Esta es la segunda parte, del enlace vía telefónica entre Salinas de Gortari y Mercenario, el héroe solitario que cuatro años más tarde no podría calificar a los Juegos de Atlanta 96 al derrochar la fortuna del talento que tenía.

-Usted debe sentirse contento de haber alcanzado esta meta y de saber que hay muchos jóvenes que quieren ser como usted, entrenarse bien, dedicarse al deporte, alejarse de aquello que no les hace bien y poner siempre el esfuerzo adicional que se requiere.

Salinas de Gortari hace un comentario mientras la imagen de la televisión repite las escenas de la competencia: “Mire esa toma, que bonita, en ese momento, donde se ve el esfuerzo que usted le va poniendo, las ganas que tiene de llegar para alcanzar una medalla”.

Todo lo que dijo sobre Mercenario, a la postre fue su tumba deportiva y política también cuando trabajó para Enrique Peña Nieto en el Estado de México. Le responde Mercenario, en su momento de gloria.

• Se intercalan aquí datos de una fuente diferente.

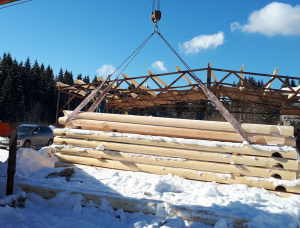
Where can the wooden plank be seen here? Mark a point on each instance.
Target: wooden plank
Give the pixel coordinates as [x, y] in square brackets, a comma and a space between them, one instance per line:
[133, 205]
[295, 93]
[186, 78]
[158, 79]
[75, 90]
[242, 170]
[138, 85]
[286, 131]
[174, 153]
[272, 79]
[175, 132]
[84, 85]
[212, 73]
[185, 173]
[166, 142]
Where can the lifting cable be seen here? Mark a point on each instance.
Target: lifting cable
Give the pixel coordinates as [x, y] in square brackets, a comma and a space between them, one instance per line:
[106, 90]
[155, 17]
[210, 95]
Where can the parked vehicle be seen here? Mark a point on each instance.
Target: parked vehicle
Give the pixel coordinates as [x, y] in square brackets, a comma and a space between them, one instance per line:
[31, 135]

-Si señor presidente, estamos muy satisfechos todos, todo mi equipo, no únicamente un servidor, sino todos los que formamos parte del equipo mexicano, toda la delegación está contenta y repito muy agradecidos por todo el apoyo y yo creo que México se merece un triunfo, porque la gente como usted decía nos apoya muchísimo y nuestro México siempre ha estado al pendiente de deporte y yo creo que debemos de seguirle dando triunfos.

-Oiga Carlos, ¿ya pudo descansar?

-Sí, gracias, señor, sí…

-¿Cómo sintió el calor, porque muchos hablaron de la humedad, otros hablaron de los jueces, pero usted no habló de nadie y usted llegó a la meta y sacó una medalla?

-Bueno, si fueron condiciones difíciles para nuestra prueba, hay mucha humedad y mucho calor, pero hay que reconocer que las condiciones difíciles son para todos y había que intentar aguantar. Nos preparamos mucho, nos preparamos a conciencia y sabíamos que de antemano teníamos con que pelear.

Recordemos la voz de Salinas de Gortari, como si fuera un profesor que da clases de historia y pareciera que brota de algún libro de texto.